Originally Posted by jbonjovi
My partner and I have been discussing being non-monogamous after a few rough months and some issues of infidelity. I was excited when they decided to try poly with me, but there first choice for a secondary relationship was with another married person, and there is no consent from that persons spouse. After expressing my concerns about what this could do to this other family if my partners relationship goes south, my partner became very sad and upset about not getting my full approval and thinks that I need to be open to the possibility it could work. It makes me feel bad because I want my partner to have this positive feeling from this relationship but it feels wrong to lie to my neighbor about what's going on if they are not okay with this relationship. HELP!
Can you clarify?

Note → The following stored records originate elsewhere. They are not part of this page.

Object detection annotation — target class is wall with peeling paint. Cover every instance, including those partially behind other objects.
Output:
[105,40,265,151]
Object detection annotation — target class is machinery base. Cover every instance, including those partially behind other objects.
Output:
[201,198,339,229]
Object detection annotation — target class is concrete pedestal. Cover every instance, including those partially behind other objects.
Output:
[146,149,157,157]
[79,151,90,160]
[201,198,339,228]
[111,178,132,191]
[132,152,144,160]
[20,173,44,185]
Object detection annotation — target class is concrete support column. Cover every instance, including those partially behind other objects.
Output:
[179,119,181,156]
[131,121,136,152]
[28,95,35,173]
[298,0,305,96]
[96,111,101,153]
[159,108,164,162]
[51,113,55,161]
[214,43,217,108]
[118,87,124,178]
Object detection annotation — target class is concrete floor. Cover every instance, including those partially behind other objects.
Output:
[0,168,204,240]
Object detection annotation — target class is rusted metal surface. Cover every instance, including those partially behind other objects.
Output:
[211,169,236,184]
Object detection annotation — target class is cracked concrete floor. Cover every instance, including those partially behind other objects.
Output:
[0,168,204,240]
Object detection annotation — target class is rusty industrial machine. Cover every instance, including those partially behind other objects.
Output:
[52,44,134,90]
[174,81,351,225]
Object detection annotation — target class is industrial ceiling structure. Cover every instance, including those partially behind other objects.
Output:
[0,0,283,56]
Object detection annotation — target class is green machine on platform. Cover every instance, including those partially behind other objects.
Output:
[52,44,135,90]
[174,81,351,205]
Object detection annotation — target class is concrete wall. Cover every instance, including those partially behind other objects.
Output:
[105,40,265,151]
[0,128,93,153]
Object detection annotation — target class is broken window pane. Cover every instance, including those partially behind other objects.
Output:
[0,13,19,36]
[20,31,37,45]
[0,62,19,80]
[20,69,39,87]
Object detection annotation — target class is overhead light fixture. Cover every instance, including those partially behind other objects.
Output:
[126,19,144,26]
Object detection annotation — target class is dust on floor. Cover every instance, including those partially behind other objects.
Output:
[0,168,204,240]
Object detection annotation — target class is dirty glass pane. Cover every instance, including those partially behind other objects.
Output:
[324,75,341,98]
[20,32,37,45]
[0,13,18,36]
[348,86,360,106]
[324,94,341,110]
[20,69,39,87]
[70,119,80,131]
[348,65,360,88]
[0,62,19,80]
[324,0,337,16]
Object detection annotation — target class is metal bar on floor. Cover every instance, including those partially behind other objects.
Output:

Are you a secondary to your partner? Who is the first they? Your partner and his/her primary? And did this person cheat on his/her primary with you?
And if their first choice was a married person, then at what point did they decide to try with you?
I second that the plan to try 'poly' with someone whose spouse did not consent...and I'm guessing doesn't know? This is cheating, end of story. You are right to be concerned about what this will do to another family. Why should your partner have positive feelings from a relationship that is harming another individual and family? This isn't kindergarten. He (she?) is an adult and doesn't get a gold star smiley face to make him feel good just for showing up. You don't owe anyone approval for them following a harmful course of action that will hurt others.